Social media proved an invaluable, handy means of getting the company name, ethos and value proposition across, especially as the duo also had a company to run. Blake used Google, Facebook and MailChimp to share stories and images of particularly good products, and how they could transform a damaged tool into one with full capability. Wilson looked after the company’s Twitter account, keeping her eyes peeled for any stories that were relevant and interesting, and which tied in with Numill’s interest in apprenticeships, exports and engineering.

Telling the right story

New markets, they knew, would also demand fresh stories. The company decided to share the work it had always been doing, from a new angle: sustainability. This theme is now a key driver for Numill’s customers when tendering for work.

“The government is now looking at the circular economy, the whole life of products,” she said. “About 75 per cent of our business is in remanufacturing worn and damaged tools, bringing precious resources back to life and saving money and time for companies.

“That meant our marketing centred on transferring that knowledge to our clients: this is what we can do for you, and what that could mean for your business. We realised we’re not just selling a service to our customers, but actually adding value.”

Wilson also invested more time networking in and around rail organisations, getting the Numill name familiar in the sector, and has been travelling overseas to increasingly lucrative foreign markets. She recently joined a trade mission to Poland, and spoke at a business-to-business event in Dubai. “I was able to take along pictures that showed them the stark reality of one of our automotive clients, one that would have scrapped 1.5 tonnes of finished product in one go without our help,” she added.

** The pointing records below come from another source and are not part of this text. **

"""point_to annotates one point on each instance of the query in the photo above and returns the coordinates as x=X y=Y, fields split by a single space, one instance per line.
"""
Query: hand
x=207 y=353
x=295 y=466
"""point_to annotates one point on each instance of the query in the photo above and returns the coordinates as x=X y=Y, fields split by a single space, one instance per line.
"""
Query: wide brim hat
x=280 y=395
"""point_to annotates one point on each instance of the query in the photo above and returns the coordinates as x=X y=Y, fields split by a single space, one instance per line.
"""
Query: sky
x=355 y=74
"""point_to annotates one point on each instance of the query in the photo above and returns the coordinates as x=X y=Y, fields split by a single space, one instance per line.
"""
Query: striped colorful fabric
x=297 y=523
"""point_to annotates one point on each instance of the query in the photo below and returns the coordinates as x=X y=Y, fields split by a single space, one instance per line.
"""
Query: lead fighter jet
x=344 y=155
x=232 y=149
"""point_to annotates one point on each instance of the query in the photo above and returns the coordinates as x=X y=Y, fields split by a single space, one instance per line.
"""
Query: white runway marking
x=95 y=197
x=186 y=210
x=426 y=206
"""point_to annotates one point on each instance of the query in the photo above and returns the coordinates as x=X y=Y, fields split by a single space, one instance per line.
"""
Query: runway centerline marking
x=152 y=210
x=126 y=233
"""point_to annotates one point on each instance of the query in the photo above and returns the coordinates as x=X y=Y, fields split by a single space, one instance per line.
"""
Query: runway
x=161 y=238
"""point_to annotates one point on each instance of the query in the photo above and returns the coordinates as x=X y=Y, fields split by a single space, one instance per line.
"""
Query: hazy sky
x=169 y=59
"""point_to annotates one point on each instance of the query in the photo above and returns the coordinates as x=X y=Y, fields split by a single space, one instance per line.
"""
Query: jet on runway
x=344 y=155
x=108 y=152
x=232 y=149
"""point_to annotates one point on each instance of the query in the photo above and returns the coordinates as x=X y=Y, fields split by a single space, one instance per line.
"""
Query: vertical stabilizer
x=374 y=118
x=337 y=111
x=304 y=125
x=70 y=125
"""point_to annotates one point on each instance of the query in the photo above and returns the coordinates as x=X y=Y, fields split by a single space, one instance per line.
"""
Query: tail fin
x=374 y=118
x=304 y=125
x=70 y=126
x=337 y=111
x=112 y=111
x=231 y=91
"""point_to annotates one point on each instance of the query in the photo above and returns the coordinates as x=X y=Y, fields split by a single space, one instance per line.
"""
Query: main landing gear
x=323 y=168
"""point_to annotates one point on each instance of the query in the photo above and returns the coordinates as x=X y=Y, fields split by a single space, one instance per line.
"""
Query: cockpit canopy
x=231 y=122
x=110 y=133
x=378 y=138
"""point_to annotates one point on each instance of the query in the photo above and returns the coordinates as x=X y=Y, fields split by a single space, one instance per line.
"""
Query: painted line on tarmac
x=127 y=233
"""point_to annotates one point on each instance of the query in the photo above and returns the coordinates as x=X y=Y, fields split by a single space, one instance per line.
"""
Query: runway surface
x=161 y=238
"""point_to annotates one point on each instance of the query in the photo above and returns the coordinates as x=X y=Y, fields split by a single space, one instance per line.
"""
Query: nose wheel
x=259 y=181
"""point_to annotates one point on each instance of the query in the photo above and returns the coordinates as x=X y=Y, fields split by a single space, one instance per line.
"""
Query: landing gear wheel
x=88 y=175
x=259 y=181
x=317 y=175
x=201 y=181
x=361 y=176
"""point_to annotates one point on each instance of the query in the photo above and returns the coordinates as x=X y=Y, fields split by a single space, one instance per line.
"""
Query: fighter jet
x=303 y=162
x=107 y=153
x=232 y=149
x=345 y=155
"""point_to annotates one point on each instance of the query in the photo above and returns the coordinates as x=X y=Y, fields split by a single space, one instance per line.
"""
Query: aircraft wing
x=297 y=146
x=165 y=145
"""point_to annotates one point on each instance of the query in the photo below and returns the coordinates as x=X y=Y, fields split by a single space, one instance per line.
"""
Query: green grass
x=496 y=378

Getting the right salesforce

Wilson’s initial work is now bolstered by a network of overseas distributors and agents, who sell Numill’s services either as part of their own portfolio or directly on a commission basis. “It makes a huge difference if clients can talk to a countryman who understands their needs,” she believes. “It’s a massive, massive benefit. They either already know them, or can more easily build a rapport before they get in the door.”

Modern communications meant that the work of these external agents could integrate seamlessly with the rest of the team’s approach. They can, for example, send images pertaining to the work direct from the client’s premises. “We can quote them while they’re still there, delivering the information there and then right back to that customer,” she said.

Maintaining the momentum

Wilson is in no doubt as to the success of Numill’s marketing drive, which has delivered new customers both in its existing sectors and some new areas too. “We’re looking at a £250,000 uplift on our turnover in the next 18 months, to take us back to about where we were before the contraction. And we’re now looking to employ more people – one person imminently, and maybe two more within 12-to-18 months.”

When Wilson arrived at Numill in 2000, exports accounted for 18 per cent of the company’s turnover. That’s now up to around 40 per cent on average, getting close to 50 per cent in some months. “We got a fabulous reception in Poland, while our Finnish market rep has consistently brought us new customers every month.”

“You must constantly look at where new business is coming from, whether that’s Twitter, LinkedIn or our mail-out, as well as monitoring any high-value regular customers that are dropping off the radar. We’re doing that now – going through our records and spotting who we haven’t heard from in the last six months, to work out why. The reasons are not always sinister. Like the oil and gas sector contracting – that’s not us, it’s the drop in the level of work our clients are getting.”

One key lesson Numill learned is that, while market forces are clearly beyond your control, there’s still plenty you can achieve by being proactive with sharing the story – even if you can’t afford to throw money at an agency.

“Our form of engineering isn’t sexy,” Wilson admitted. “It’s not like selling a Ferrari, which will shift itself. We need to be out there, be noticeable, and be available for people to find us. Instead of sitting there waiting for the work to come to us, we had to put the effort in, and let people know how proud we are of what we do.”